Federal

Court Revives NEA Suit Against NCLB

By Mark Walsh — January 08, 2008 3 min read

A federal appeals court has revived a major legal challenge to the No Child Left Behind Act based on arguments that the law imposes financial obligations on states and school districts without providing enough funding to cover the costs.

The Jan. 7 ruling by a panel of the U.S. Court of Appeals for the 6th Circuit, in Cincinnati, is a victory for the National Education Association and its allies in the suit, which was dismissed in a federal district court in 2005.
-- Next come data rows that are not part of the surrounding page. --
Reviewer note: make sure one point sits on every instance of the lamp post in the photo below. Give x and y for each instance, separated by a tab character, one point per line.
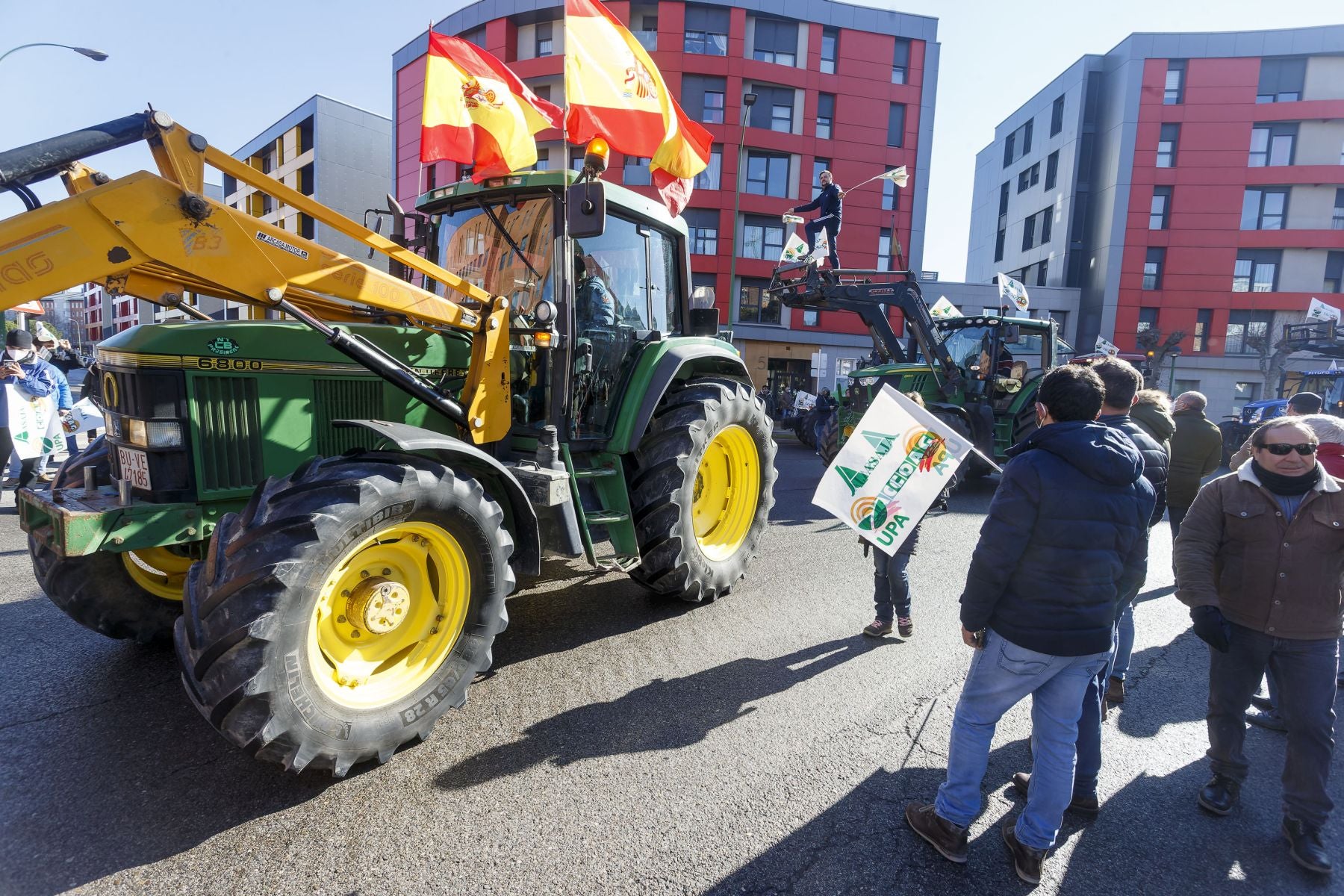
97	55
747	101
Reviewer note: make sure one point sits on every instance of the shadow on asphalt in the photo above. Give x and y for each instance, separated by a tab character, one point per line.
662	715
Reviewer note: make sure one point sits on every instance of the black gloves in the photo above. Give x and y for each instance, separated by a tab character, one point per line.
1211	628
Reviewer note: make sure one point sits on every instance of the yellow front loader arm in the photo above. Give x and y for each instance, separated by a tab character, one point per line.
156	237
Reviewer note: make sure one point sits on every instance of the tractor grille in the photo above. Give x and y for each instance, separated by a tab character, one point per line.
230	435
340	401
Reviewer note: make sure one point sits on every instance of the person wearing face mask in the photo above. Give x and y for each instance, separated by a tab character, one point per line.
1258	561
23	375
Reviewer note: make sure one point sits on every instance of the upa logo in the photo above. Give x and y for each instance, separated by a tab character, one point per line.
222	346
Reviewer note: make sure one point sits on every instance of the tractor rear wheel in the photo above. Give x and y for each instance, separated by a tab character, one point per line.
702	489
346	609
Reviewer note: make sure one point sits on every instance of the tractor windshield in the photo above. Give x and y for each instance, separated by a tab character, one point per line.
504	246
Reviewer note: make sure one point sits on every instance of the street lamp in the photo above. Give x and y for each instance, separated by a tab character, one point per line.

A panel of the court ruled 2-1 that the states were not on clear notice of their potential financial obligations when they agreed to accept federal funding under the NCLB law, as legal rulings based on the spending clause in Article I of the U.S. Constitution require.

Central to the case was a provision in the NCLB law that says, “Nothing in this act shall be construed to … mandate a state or any subdivision thereof to spend any funds or incur any costs not paid for under this act.”

The language was first added to several federal education statutes in 1994, including to that year’s reauthorization of the Elementary and Secondary Education Act, of which the NCLB law is the latest version.

In an opinion by U.S. Circuit Judge R. Guy Cole Jr., the appeals court said that because of the unfunded-mandate language, “a state official could plausibly contend that she understood … that her state need not comply with NCLB requirements for which federal funding falls short.”

Writing in dissent, Judge David W. McKeague said the more logical purpose of the unfunded-mandates language was to bar federal education officials from piling additional requirements on states and school districts.

The 6th Circuit covers Kentucky, Michigan, Ohio, and Tennessee.

‘Bolt of Lightning’

The ruling returned the case to a federal district judge in Detroit. What happens next is unclear because the NEA, which filed the suit on behalf of nine school districts in Michigan, Texas, and Vermont, appears to have gotten essentially what it wanted in the suit: a declaration that the NCLB law was restricted by the unfunded-mandates provision.

The ruling means that “as a condition of participation in the No Child Left Behind Act, a school district or state cannot be compelled to use its own resources to carry out that mandate,” Robert H. Chanin, the general counsel of the NEA and the architect of the lawsuit, said in an interview.

Mr. Chanin said he believes states and school districts would be on solid legal ground in refusing to use their own funds to pay for NCLB obligations that were not covered by their allocations of federal aid. The law requires schools to test students annually in grades 3-8 and at least once in high school in reading and mathematics. Schools that do not make adequate yearly progress in student achievement face consequences, such as having to provide after-school tutoring.

“Hundreds of school districts and all of the states now know that at least one court of appeals has said to them, ‘You are right; you don’t have to do anything you are not getting the money to do.’”

Connecticut Attorney General Richard Blumenthal, who filed a friend-of-the-court brief on the NEA’s side in the 6th Circuit, issued a statement calling the decision “a bolt of legal lightning igniting new, powerful momentum to our No Child Left Behind case and congressional reform.”

The state has its own suit challenging the federal education law, also based largely on the grounds that it imposes unfunded mandates. Connecticut’s case is pending in a federal district court.

The ruling came one day before the sixth anniversary of when President Bush signed the No Child Left Behind Act into law. Secretary of Education Margaret Spellings joined Mr. Bush on Monday at an elementary school in Chicago to recognize the anniversary.

Later in the day, Secretary Spellings issued a statement that said the federal government was exploring all its legal options in the wake of the court ruling.

“This decision could undermine efforts to improve the education of our nation’s children, in particular those students most in need,” Ms. Spellings said. “No Child Left Behind is not an unfunded mandate but rather a compact between the states and the federal government, which asks that in exchange for federal dollars, results be demonstrated.”